After trying univariate models, it’s time to try more traditional machine learning models. These are models built specifically for tabular data, or data that can live in a SQL table or excel spreadsheet. These models are multivariate, which allow them to incorporate outside variables as features to improve their forecast accuracy. They require more handling than a model like ARIMA, since they need feature engineering and proper time series cross-validation. Multivariate models can also learn across multiple time series at the same time, instead of being trained on just a single time series like a univarite model. Here are a few common multivariate models.

  • Linear Regression: Predicts future values by fitting a line to the historical data, where the line represents the relationship between the dependent variable and one or more independent variables.
  • XGBoost: Predicts future values using an ensemble of decision trees, boosting their performance by iteratively correcting errors from previous trees, resulting in a highly accurate and robust prediction model.
  • Cubist: Predicts future values by combining decision trees with linear regression models, creating rule-based predictions that incorporate linear relationships within each segment of the data for greater accuracy.

Reversal

Do mega retail corporations like Amazon or Walmart only use ARIMA or linear regression models when trying to forecast the millions of product skus in their universe? Probably not. When the stakes are that high, and they can hire hundreds of data scientists to forecast, then they most likely build their own custom deep learning approaches that can learn from billions of data points to produce robust forecasts. With limitless resources and data, deep learning becomes easy. Assume you are not them.

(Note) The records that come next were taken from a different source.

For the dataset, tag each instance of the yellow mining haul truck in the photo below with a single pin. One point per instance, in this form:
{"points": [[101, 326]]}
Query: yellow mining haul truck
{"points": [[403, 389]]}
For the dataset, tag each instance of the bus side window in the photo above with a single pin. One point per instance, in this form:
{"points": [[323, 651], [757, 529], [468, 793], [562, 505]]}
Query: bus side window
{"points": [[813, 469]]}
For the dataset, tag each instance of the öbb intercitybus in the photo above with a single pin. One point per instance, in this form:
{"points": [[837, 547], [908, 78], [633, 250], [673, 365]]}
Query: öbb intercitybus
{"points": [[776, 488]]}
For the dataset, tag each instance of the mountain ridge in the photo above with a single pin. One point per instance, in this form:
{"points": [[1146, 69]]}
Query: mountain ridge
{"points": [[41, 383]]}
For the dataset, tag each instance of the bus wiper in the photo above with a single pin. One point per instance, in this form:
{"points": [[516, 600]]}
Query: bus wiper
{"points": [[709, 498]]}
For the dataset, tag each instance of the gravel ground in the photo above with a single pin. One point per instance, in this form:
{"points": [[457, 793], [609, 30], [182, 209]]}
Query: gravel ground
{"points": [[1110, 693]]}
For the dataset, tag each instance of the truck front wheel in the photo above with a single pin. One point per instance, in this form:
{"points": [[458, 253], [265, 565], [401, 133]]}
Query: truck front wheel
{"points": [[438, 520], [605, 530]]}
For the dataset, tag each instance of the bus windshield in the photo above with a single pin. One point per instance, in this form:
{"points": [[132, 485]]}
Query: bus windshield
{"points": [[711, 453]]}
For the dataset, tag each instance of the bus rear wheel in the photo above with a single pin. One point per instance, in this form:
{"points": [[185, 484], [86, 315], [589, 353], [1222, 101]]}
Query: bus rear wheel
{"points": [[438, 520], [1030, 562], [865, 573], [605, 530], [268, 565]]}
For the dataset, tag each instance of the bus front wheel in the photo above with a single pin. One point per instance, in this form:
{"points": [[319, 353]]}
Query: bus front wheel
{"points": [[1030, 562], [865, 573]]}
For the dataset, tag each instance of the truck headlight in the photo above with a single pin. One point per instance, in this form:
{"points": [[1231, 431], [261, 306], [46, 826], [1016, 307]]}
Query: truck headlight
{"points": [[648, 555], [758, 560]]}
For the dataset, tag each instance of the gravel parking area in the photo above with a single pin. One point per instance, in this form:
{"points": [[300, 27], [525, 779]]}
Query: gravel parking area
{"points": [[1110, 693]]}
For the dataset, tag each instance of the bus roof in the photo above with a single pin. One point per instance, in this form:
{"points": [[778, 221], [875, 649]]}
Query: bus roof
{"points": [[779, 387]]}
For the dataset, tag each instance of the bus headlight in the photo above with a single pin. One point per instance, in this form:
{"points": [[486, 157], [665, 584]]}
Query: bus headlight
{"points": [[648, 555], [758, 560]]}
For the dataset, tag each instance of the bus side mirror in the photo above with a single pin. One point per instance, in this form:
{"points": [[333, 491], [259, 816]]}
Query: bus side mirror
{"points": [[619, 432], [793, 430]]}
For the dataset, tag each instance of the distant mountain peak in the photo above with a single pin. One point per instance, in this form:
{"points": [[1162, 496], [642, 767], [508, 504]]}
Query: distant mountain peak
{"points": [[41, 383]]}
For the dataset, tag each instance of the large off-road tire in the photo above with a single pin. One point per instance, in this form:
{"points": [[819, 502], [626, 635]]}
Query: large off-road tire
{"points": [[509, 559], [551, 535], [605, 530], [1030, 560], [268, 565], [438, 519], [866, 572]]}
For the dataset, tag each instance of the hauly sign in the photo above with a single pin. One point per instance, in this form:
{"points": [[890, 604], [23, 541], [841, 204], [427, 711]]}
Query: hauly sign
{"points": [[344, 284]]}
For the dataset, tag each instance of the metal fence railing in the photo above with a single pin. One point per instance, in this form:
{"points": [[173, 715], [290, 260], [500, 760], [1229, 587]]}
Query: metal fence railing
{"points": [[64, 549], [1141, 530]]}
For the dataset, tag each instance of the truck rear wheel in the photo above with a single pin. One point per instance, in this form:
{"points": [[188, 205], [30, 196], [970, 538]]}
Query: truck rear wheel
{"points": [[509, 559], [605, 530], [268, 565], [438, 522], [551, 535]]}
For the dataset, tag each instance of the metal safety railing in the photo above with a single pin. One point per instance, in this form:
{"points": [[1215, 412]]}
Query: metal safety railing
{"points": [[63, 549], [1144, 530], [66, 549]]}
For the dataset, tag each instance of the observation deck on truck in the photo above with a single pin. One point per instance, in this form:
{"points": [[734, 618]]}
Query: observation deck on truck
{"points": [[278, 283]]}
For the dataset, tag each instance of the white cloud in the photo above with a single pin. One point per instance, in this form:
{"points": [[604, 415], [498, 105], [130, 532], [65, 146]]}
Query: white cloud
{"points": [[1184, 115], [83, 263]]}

Exciting startups like Nixtla have been doing great work on deep learning transformer models. These are the types of models that power products like GPT-4 from OpenAI. They built something called TimeGPT-1, which is a generative model for time series. They trained this model on billions of publicly available time series, creating the first GPT model tailored to time series. What required special hardware and tons of data to train can now be a simple API call in any programming language. This is a potential game changer and can completely change how forecasting is done, turning it more into a software engineering problem than a data science problem. Keep a close eye on this space as innovations like this can move at light speed.

Final Thoughts

While deep learning holds great promise and can offer high accuracy in certain scenarios, it is often not the best starting point for most forecasting projects. The need for extensive data, expensive hardware, and the complexity of interpreting deep learning models make it a less practical choice compared to more traditional methods. Starting with simpler, well-established models like ARIMA, exponential smoothing, or traditional machine learning models often provides sufficient accuracy with lower costs and greater interpretability. As innovations continue to emerge, especially with models like TimeGPT-1, the landscape of time series forecasting may shift, making deep learning more accessible and practical. However, for now, prioritize simpler, more transparent models and reserve deep learning as a last resort when simpler methods fall short.

Series Wrap Up

That’s a wrap on our First Principles in Time Series Forecasting series! My goal was to walk through core concepts of creating a strong time series forecast. Instead of diving deep into code and super technical concepts, I wanted to give timeless knowledge that will serve anyone who builds or consumes time series forecasts. Hopefully you enjoyed the series and learned a lot 🤞.